Todos precisamos, em determinados momentos, de contenção — capacidade de aguentar estados emocionais muito intensos de forma relativamente integrada. A contenção permite que, em vez de os agir irrefletidamente, possamos elaborar esses estados emocionais (“digeri-los” mentalmente, absorver o que interessa e eliminar o restante).
Mas para que tal capacidade
se desenvolva dentro de nós, precisamos, antes de mais, de quem nos contenha
durante o nosso crescimento. Começa assim, de pequeninos, como quase tudo.
Começa com alguém que aguenta, com uma mistura de amor, sensibilidade e firmeza,
as nossas “coisas”: o nosso choro, a nossa angústia, a nossa vitalidade, a
nossa força, a nossa agressividade, a nossa tristeza, a nossa zanga. É,
portanto, alguém que está connosco durante os momentos mais intensos, não
apenas fisicamente, mas integralmente: presente de forma inteira. E que,
necessariamente, não fique mais aflito ou transtornado do que nós: alguém que
não se desmorone com as nossas questões mais difíceis.
Há uma coisa muito
importante: distinguir conter de reprimir e/ou de controlar. Reprimir é
impedir, impedir que as crianças expressem as suas emoções livremente (“não
chores”, "não fiques assim", "não te quero ver nesse
estado", "não tens razão para isso", "que disparate").
Controlar, por outro lado, é evitar. É fazer tudo para que as crianças não
sofram, não se angustiem, não sintam coisas difíceis. É interferir com a
realidade e resolver os problemas por eles. Conter é outra coisa. É deixar
acontecer sem interferir e lidar adequadamente com isso: estar com o outro, ou
escutar, ou abraçar, ou conversar, ou ajudar a pensar, consoante as situações.
Contudo, mesmo que tenhamos
crescido num ambiente emocionalmente saudável e que a nossa capacidade de lidar
com as emoções seja até bastante ajustada, haverá muitos momentos,
demasiado difíceis e inesperados, em que precisaremos sempre de contenção
externa. Nem sempre estamos capazes de aguentar sozinhos todos os desafios que
surgem cá dentro do peito. Nestas alturas, voltamos a precisar de um pouco de
"colo", como quando éramos pequeninos. Esse colo simbólico é feito da
mesma matéria que o colo físico.

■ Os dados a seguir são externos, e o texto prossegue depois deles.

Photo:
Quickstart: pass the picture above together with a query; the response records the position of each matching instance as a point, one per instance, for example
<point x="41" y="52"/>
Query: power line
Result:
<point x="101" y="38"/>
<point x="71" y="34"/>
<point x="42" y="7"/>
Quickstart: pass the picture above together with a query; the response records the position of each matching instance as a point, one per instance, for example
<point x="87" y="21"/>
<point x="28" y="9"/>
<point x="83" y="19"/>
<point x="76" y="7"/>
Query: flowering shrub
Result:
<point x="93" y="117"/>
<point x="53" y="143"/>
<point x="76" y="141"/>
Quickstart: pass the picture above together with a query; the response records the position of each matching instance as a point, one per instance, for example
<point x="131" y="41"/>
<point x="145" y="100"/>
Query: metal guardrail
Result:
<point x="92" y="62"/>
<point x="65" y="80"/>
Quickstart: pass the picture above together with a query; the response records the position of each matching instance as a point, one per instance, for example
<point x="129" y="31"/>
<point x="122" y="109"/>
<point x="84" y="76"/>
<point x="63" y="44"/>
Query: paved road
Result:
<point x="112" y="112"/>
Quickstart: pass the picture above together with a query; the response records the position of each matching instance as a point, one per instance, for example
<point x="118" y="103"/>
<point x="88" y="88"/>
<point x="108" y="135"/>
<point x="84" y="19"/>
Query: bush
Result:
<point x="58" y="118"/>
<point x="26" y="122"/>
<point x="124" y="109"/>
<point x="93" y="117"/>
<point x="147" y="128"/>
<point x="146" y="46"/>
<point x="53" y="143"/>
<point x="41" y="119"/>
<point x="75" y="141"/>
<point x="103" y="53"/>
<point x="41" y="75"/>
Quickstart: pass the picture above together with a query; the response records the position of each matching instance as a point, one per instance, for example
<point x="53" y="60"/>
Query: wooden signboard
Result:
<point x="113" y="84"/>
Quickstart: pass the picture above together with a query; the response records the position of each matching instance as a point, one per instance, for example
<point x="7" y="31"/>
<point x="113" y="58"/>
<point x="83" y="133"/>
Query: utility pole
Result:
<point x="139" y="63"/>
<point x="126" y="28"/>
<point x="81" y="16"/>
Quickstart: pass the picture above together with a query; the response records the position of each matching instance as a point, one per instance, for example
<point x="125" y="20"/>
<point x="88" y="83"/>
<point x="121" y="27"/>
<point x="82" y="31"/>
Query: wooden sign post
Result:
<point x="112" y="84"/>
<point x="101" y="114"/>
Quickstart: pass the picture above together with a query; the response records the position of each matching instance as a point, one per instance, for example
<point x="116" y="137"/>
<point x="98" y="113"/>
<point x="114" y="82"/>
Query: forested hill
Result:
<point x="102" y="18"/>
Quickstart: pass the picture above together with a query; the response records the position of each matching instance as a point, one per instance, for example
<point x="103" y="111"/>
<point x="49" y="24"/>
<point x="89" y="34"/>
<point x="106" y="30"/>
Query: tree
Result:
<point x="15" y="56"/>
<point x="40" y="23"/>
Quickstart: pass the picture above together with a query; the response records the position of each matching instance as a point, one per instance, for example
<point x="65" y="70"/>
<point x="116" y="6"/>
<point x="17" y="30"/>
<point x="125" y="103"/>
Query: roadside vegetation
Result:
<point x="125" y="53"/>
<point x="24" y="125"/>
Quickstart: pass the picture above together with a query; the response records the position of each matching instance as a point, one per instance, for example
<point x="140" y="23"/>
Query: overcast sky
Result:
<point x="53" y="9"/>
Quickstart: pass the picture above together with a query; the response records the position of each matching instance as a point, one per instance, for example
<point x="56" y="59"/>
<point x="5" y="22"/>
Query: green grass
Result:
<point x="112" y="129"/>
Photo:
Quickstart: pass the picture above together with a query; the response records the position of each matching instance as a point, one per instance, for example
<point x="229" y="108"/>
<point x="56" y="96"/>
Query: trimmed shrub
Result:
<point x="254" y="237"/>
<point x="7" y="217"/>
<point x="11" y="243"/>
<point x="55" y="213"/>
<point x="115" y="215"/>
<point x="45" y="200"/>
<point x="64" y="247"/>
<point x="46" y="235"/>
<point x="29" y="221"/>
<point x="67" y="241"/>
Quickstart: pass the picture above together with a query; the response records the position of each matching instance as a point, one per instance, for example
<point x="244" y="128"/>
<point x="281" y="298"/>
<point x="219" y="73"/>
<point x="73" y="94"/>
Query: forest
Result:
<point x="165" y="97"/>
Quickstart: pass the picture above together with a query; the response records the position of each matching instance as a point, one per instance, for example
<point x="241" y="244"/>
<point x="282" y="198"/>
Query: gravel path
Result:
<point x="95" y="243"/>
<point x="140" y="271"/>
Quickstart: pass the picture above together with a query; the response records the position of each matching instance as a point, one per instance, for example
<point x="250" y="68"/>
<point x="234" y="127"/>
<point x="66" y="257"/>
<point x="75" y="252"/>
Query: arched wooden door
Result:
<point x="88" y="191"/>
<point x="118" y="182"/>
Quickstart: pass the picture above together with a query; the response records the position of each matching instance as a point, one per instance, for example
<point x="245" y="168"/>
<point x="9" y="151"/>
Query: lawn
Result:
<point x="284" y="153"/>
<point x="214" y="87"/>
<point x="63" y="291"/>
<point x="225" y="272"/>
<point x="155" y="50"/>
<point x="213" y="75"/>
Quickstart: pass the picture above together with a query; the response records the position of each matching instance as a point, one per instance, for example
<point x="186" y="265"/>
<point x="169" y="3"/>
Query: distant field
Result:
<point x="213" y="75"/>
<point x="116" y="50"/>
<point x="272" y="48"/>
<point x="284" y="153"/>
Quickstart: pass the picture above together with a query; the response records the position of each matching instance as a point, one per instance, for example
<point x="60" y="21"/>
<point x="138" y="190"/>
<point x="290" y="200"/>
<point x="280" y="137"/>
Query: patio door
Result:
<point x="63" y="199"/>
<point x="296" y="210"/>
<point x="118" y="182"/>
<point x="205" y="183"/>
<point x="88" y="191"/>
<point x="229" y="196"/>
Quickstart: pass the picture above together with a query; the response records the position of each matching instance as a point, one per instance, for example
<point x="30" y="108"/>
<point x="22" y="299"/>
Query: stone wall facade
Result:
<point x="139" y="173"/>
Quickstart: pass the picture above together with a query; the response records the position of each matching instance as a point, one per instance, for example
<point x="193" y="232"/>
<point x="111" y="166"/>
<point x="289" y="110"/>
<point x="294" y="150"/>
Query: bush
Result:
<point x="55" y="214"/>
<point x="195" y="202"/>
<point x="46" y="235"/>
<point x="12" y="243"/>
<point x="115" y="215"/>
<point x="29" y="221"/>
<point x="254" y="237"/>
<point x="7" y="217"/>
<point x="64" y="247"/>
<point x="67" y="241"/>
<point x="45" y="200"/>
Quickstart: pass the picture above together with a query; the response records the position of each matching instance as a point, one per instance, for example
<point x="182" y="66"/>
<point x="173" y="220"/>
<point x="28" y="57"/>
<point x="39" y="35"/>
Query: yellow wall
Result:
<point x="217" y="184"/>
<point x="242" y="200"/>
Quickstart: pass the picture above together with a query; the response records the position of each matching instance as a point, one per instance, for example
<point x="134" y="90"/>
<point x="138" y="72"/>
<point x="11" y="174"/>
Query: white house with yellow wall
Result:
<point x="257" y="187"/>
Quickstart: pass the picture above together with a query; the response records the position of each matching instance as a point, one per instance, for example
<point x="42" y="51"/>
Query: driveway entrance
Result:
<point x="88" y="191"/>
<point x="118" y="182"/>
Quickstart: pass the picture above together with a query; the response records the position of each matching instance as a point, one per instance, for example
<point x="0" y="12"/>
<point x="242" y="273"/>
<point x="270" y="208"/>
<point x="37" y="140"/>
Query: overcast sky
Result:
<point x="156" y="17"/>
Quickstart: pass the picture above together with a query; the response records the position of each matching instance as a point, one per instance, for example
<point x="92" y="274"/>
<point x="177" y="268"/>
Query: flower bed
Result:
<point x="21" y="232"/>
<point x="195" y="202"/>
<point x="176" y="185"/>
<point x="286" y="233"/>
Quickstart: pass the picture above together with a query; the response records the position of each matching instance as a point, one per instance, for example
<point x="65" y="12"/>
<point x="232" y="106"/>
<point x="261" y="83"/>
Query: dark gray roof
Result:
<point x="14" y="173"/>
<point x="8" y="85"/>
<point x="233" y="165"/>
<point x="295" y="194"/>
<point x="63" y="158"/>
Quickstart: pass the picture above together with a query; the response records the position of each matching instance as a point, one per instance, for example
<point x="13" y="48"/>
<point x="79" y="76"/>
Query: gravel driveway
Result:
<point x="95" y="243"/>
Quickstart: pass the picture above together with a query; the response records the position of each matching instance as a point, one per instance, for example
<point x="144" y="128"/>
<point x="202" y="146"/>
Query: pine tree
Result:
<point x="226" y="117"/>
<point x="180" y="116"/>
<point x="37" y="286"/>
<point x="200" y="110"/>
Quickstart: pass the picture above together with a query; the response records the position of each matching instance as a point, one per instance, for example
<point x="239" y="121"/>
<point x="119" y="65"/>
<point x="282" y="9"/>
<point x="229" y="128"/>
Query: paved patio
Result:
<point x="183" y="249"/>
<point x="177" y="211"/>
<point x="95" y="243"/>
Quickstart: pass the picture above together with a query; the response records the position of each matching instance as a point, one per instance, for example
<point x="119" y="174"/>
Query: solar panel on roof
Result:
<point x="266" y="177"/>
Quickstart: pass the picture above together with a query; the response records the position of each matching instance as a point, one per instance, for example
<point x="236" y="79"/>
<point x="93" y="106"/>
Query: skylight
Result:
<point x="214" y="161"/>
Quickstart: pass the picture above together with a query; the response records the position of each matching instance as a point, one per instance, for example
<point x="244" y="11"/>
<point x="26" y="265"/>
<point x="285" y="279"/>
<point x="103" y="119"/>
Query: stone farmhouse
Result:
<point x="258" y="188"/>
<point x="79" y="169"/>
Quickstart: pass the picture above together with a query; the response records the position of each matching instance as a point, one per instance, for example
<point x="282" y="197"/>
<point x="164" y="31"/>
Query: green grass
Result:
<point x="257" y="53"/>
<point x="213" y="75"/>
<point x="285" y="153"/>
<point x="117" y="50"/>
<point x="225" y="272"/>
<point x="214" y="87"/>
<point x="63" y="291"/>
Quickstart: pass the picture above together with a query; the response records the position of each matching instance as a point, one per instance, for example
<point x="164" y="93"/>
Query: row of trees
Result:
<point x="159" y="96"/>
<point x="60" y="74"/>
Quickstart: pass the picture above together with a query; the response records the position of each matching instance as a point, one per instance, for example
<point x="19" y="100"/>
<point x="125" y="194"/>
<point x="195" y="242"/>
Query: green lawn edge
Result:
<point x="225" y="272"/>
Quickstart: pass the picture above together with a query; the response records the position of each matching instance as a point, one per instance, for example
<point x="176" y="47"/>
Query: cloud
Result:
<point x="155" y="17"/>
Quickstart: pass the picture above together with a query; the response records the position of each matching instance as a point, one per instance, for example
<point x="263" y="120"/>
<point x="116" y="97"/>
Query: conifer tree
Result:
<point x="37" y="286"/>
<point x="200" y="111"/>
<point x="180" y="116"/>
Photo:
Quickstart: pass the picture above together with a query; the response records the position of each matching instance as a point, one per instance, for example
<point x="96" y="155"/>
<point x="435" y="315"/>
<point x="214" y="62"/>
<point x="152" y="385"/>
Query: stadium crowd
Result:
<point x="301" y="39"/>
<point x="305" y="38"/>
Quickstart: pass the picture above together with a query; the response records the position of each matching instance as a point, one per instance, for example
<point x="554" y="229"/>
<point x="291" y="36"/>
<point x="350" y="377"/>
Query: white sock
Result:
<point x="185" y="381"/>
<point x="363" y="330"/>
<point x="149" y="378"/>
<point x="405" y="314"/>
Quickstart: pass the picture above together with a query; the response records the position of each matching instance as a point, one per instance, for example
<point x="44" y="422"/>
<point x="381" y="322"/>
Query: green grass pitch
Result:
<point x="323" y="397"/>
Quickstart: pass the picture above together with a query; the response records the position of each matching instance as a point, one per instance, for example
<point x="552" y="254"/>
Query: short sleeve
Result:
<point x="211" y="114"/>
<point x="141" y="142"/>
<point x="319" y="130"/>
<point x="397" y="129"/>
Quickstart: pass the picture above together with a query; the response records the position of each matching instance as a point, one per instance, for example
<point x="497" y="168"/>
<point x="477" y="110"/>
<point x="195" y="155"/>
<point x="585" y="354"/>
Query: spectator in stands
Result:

Disponibilidade — quem nos oiça refilar ou
“falar colorido”. Diálogo — quem nos ajude a dar nome às emoções, porque
alfabetizá-las é também contentor; as palavras contêm. Silêncio — há
olhares de entendimento e empatia que contêm. Abraços — há gestos e
toques que nos seguram, que nos mantêm inteiros. Limites — por vezes,
perante o medo de nos partirmos em pedaços, queremos agir ou fugir e precisamos
de quem nos segure e diga “não vais fazer nada nesse estado, vais respirar
fundo e pensar melhor no assunto”. Há “nãos” que contêm. No fundo, uma
contenção é sempre um limite. Uma espécie de "cerca" que nos protege,
segura e organiza, mas que não reprime. É esta sublime diferença que nos
permite transformar estados emotivos primários num pensamento mais elaborado
sobre nós mesmos, construindo e não destruindo.
E como tecto organizador de
tudo encontramos, naturalmente, a relação, isto é, o amor. A substância que
tudo cura e o único lugar onde a verdadeira contenção acontece. É a boa
relação que nos contém. É, sobretudo, o amor — bom, maduro, sensível,
firme, atento, intuitivo — dos outros por nós, que nos contém. É
o que nos lembra que estamos juntos haja o que houver. É o nosso abrigo, o
nosso colo, o nosso abraço, a nossa casa. Enquanto houver uma única pessoa
no mundo que nos queira e trate bem assim, jamais ficaremos sós.